An Old Argument Returns
Can democracy grow anywhere? Simón Bolívar thought so and asked Thomas Jefferson for help more than 200 years ago ... Jefferson refused.

One of my favorite books of the last decade was The Invention of Nature by Andrea Wulf.
It’s a biography of Alexander von Humboldt (1769–1859), a Prussian naturalist virtually unknown to Americans (a fascinating rabbit hole related to anti-German sentiment during the World Wars). Humboldt's big idea was that nature is not a collection of parts, but a web, a web of ecological, social, and political systems that could not be understood in isolation.
I’ve been thinking about the book again this weekend because of the events in Venezuela.
Humboldt traveled to South America between 1799 and 1804 with the aim of mapping the web. Largely self-funded, he moved through what is now Venezuela, Colombia, Ecuador, Peru, Mexico, and Cuba, carrying an unprecedented array of scientific instruments to measure climate, altitude, magnetism, geology, and plant distribution. The continent offered an ideal laboratory: extreme variations in altitude and climate compressed into short distances allowed him to compare ecological systems vertically rather than across continents.
At the same time, Humboldt observed colonialism, slavery, and land use as forces acting directly upon natural systems. He was the first to link colonialism to environmental devastation and predicted human-induced climate change.
His years-long journey and related publications would impact North and South American history.
They provided the first rigorous statistical portrait of the Spanish Americas: population, agriculture, mining, trade, and taxation. Thomas Jefferson prized these measurements, as well as Humboldt’s maps, of the Americas as authoritative data for understanding the region that the United States sought to expand into and manage.
In contrast, a continent away, Simón Bolívar absorbed Humboldt’s work and was convinced that New Spain was economically viable and self-sustaining without a global power to administer it. Humboldt’s observations, he believed, were proof that geography did not limit political capacity.
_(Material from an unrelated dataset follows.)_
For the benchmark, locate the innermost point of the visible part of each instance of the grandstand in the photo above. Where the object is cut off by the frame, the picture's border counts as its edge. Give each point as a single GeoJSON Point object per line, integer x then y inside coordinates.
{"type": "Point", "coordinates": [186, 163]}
Wulf describes the subsequent and extraordinary triangle of influence and correspondence between the three men and how their ideas converged, often uncomfortably, around this question.
In 1815, while in exile, Bolívar wrote directly to Jefferson, framing the South American independence movements as an extension of Enlightenment republicanism. He appealed to the United States not merely for recognition, but for moral solidarity. As the first successful post-colonial republic in the hemisphere, Bolívar believed the U.S. had an obligation to support democratic self-rule elsewhere in the Americas.
Jefferson’s response was cautious to the point of paralysis. While privately sympathetic to independence movements, he doubted that Spanish America was ready for democracy. This was astonishing revelation to me given the lengths he went to support the French Revolution.
His skepticism rested on arguments about geography, climate, and even Catholicism. These claims echoed the environmental determinism of the era.
Humboldt rejected those claims outright.



For Humboldt, nature was interconnected but not deterministic. Climate, altitude, flora, and geography shaped societies, but they did not dictate their political or moral outcomes. He disputed the idea that tropical environments produced despotism or inferiority, insisting that empirical observation showed no such hierarchy. This was a direct challenge to the pseudo-scientific logic that had long been used to justify empire and slavery.
What Wulf makes clear is that Humboldt did not specify a political project to Bolívar, but he gave him something more elemental: permission to imagine equality across climates and continents.
That distinction feels relevant again. The question is not whether geography, culture, or history influence political outcomes – they do – but whether we treat those influences as destiny. When power intervenes today under the guise of inevitability, or stability, it echoes an older argument: that some places are perpetually provisional, and some peoples are perpetually not yet fit to govern themselves.
Humboldt’s wager was that this was not a law of nature, but a failure of imagination.